Giubilare Milano物語 -製作工場捜索編 – Vo.4

5年も有効て!

そんなことで本日も本題。

続きです。

本日は、2008年9月のMipelで出会ってから今日に至るまで、
付き合いも、もう4年になる彼のお話。

彼の名はRossano Pergolesi(ロッサーノ・ペルゴレージ)、当時48歳、現在52歳。
凄い強面で、最初ブースで見た時はマフィアの幹部かなんか?と。
舐めたこととか言ったら殺されんじゃないか?くらいビビりまくって、
お漏らし感満載でお話を伺っていたわけです、こっちが客なのに。w

彼の会社があるマルケ州、モンテ・サン・ジュストは、
革製品で古くから発展し、職人気質の技術者が数多く住む超田舎町です。w
ミラノからは550kmほど離れていて、
車で出張すると片道5時半ほどかかるので、毎回出張が壮絶。

異国の、こんな田舎の会社と志を同じく共に仕事をしていることに、
不思議な縁を感じる反面、出張翌日の廃人ぶりが自分自身気がかりです。

マルケはTOD’SやHOGANなんかが本拠を置くことでも有名なエリアですが、
もともと大手の皮革製品会社で働いていたロッサーノ氏が、
この地に自らの会社を立ち上げたのは1989年のこと。

大手ブランドの下請けではなく、誰にも真似できない独自の商品を追求したい、
というポリシーで会社を立ち上げたそうですが、
独立する前はちょっとだけセミプロのサッカー選手をやっていたことから
今でも彼の会社に打ち合わせに行くと、冒頭30分はサッカー談議です。
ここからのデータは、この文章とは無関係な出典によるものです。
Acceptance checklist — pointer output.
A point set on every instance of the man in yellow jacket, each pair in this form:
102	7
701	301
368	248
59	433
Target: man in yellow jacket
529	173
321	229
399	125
w

ペルゴレージ社のバッグを語る上で、
最重要ファクターとも呼べる特徴が鹿皮です。
服や靴の一部にのみ使われていた素材を、
バッグの素材として応用することは当時大きな冒険だったそうですが、
軽くて水に強く、劣化しにくいという鹿革の魅力を十分に引き出すため、
長年に渡って研究を重ね、今では彼が手掛けるバッグの約70%に鹿革が使われてます。

市場に流通する鹿革の中で、本当に高品質なものは全体の僅か20%ほどしかありません。
しかも鹿革は通常、服飾用→ベルト用→靴用→バッグ用の順番で買い付けが行われるため、
本当に高品質な鹿革でバッグを作るのは、実は大変に難しいことなのです。

ペルゴレージ社では、世界一の品質を誇るアメリカ・バージニア州産の鹿革のみが使用されます。
暑過ぎず、湿度の低いバージニアの気候が体脂肪率の低い鹿を育てることで、
革は高密度を保ちながら、柔らかく、伸縮自在で、キメの細かい仕上がりとなります。

私が探し出したのはこんな会社でした。